British Military Forces
- "Standard service rifle. Reasonably accurate and powerful, but watch your shots - clip size is only 5 rounds."
- — Description
The Thorneycroft-Farquhar M1905, also referred to as the Thorneycroft Carbine, is a British semi-automatic rifle used primarily by the British Military forces.
The brainchild of James Baird Thorneycroft, the Thorneycroft rifle began life as a bolt-action rifle. The design was unique in that the feeding system was placed behind the trigger - thus giving birth to the "bullpup" configuration. The first prototypes were ultimately rejected by the British Army, but it was his collaboration with one Moubray Gore Farquhar in 1905 that would result in his first successful entry rifle. The semi-automatic Thorneycroft-Farquhar M1905 entered service with the British Army on the 5th November, 1906.
It has a five-round magazine capacity, which is reloaded moderately fast. However, the raw power of the Thorneycroft-Farquhar M1905 makes it a good choice for close-quarters engagements. It is very loud, making it useless for stealth, but a decent weapon to carry in case of detection. Because it is heavy, though, it is recommended that the player carries a lighter weapon.
The Thorneycroft-Farquhar M1905 is generally a 1-shot kill at close ranges. At a distance, it may be up to a 3 - 4 shot kill. It does not have a lot of recoil, and therefore can be fired in continuation easily. The amount of shots fired should be controlled, however, due to the long reload time. Ideally, the player should only use the weapon when they need to, as abusing it will prove costly if engaged in a firefight whilst reloading.

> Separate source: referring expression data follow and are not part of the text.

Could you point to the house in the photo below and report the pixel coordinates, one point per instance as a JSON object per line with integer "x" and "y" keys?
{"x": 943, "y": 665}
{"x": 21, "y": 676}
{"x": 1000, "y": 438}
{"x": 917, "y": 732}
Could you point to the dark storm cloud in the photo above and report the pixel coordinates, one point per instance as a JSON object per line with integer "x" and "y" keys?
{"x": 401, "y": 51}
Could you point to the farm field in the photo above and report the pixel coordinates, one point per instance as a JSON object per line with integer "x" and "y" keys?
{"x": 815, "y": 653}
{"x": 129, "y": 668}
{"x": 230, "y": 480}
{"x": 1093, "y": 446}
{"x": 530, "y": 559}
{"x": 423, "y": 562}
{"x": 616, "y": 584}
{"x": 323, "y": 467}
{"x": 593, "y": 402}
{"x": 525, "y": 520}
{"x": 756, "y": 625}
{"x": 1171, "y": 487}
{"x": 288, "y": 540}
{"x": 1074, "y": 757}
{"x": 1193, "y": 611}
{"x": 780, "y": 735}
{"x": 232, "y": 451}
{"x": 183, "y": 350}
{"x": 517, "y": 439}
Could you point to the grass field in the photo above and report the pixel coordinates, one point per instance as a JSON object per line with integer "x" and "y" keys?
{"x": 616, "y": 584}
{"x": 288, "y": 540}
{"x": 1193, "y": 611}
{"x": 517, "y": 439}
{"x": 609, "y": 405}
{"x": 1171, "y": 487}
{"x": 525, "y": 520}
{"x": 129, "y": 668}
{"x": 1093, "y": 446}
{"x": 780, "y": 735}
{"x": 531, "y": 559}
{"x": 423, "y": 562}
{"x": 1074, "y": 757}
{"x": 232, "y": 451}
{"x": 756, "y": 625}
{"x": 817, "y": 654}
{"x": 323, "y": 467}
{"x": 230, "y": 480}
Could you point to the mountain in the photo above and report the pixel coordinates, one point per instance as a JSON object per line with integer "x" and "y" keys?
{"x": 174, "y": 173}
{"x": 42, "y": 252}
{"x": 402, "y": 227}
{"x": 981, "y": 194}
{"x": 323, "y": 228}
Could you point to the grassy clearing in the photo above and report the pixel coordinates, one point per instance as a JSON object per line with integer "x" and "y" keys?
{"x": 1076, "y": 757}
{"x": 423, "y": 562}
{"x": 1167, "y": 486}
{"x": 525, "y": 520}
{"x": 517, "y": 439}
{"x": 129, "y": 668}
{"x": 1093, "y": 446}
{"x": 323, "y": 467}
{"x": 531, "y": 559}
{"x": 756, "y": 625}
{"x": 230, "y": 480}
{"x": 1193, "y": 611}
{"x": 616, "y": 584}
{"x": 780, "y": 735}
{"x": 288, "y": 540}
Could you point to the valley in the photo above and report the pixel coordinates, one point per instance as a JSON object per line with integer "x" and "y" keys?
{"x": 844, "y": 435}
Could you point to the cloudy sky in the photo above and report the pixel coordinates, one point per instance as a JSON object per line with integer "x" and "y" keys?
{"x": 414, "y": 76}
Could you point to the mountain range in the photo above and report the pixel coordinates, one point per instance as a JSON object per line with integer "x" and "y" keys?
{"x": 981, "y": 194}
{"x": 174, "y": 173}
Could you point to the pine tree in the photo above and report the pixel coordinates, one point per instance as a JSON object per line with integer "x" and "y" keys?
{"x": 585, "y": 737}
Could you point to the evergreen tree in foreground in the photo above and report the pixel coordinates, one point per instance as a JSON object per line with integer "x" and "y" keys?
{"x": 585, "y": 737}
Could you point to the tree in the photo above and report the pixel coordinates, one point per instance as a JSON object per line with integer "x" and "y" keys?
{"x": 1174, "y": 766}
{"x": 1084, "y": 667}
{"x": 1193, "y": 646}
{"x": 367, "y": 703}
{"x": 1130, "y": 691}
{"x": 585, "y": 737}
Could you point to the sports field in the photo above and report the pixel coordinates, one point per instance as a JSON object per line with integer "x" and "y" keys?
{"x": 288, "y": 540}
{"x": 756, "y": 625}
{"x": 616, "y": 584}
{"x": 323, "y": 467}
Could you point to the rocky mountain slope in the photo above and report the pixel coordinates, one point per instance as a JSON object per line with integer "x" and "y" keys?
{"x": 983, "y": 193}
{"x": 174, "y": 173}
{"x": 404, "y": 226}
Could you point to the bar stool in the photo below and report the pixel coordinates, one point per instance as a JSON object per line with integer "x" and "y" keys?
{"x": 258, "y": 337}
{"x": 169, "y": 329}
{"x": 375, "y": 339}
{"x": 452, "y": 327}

Ammunition for the Thorneycroft-Farquhar M1905 is somewhat frequent. Soldiers carry it's ammunition often, as do certain Police units. Guards may also carry ammunition for it, but the player should not rely on them to have the correct ammunition on their person.
The Thorneycroft-Farquhar M1905 is based upon the real-life Thorneycroft rifle, which was designed by James Baird Thorneycroft. His actual rifle designs were all bolt-action, and it is indeed true that he collaborated with Moubray Farquhar in 1905, but this collaboration in reality ended in a rejection from the British War Office.